For the Coffee Table - 405 Magazine

For the Coffee Table

In “Flowers,” Carolyne Roehm expresses an ongoing passion for the colorful rainbow of nature’s floral varieties; her lavish photographs in this massive book are an eye-catching way to share the love.

 

“Flowers always make people better, happier and more helpful; they are sunshine, food and medicine to the soul.”
Luther Burbank
 

IF ANYONE IS LIKELY TO AGREE WITH THIS SENTIMENT, it’s Carolyne Roehm. The very first book written by this designer and interior stylist was published in 1997, and entitled “A Passion for Flowers.” In the years since, she’s also explored “A Passion for Parties,” for “Interiors” and for “Blue & White,” (she’s a passionate person) but that first love shared with readers has never faded. In the introduction to the simply titled follow-up “Flowers,” Roehm explains that she undertook this labor of love – which included a great deal of education as a photographer – out of a desire “to capture my flowers at the moments in which they’re at their most vibrant and alive … to show, and share, all the joy they bring into my life, as the seasons change, on occasions great and small and especially day by day.”

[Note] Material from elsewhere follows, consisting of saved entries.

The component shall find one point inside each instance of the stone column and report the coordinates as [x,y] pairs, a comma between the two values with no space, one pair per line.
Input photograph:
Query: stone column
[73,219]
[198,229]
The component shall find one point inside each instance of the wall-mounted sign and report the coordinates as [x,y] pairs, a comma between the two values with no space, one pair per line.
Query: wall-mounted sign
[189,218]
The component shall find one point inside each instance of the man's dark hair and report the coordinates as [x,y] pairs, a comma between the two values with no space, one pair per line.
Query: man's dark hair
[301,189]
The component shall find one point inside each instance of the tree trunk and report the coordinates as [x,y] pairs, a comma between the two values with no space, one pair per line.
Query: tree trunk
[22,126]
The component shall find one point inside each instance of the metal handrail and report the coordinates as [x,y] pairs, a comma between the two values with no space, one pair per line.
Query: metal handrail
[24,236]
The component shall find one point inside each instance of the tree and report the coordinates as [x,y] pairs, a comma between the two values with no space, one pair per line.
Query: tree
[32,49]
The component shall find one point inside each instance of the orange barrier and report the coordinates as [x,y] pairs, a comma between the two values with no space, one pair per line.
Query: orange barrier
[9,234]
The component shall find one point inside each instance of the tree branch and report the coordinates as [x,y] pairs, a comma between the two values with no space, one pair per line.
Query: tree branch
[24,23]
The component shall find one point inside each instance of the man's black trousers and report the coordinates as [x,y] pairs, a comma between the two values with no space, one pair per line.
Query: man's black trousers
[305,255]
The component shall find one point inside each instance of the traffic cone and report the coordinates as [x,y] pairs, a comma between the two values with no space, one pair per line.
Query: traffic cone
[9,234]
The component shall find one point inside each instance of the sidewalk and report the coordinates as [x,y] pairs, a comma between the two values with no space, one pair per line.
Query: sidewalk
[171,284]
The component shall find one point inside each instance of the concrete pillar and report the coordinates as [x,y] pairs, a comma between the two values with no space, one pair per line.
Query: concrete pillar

Flip through “Flowers” and it will instantly be clear that “vibrant” is the perfect descriptor: the colors and detail in Roehm’s photos are astonishingly vivid, whether in wide shots of tulip-filled gardens or reverent close-ups of a single blossom against a white background (the Victoria Falls iris on page 179 is almost too lushly purple to be believed).

“I must have flowers, always, and always.”
Claude Monet
 

This tome and the coffee table are clearly a match printed in heaven: it’s huge, nearly 300 immense 11” x 17” pages bursting with blooms of every description. In praising its epic scope, HGTVGardens aptly referred to it as the “‘Lawrence of Arabia’ of flower tomes.” Sometimes adorned with one-paragraph thoughts about arrangements, sometimes with floral-themed quotes from the Koran or John Ruskin, sometimes merely with a small caption identifying the cultivars shown … the book is never less than beautiful, nor ever wavering from a tone of warm affection for the joys of gardening, even while sneaking some practical information in around the edges for those who can succeed in tearing their eyes away from the pictures.

“Flowers” is a bit of an investment, but it’s one that will last far longer than its individual subjects. And after the monochrome coma of the past few months, an oversized dose of Nature’s colorful splendor is just the ticket.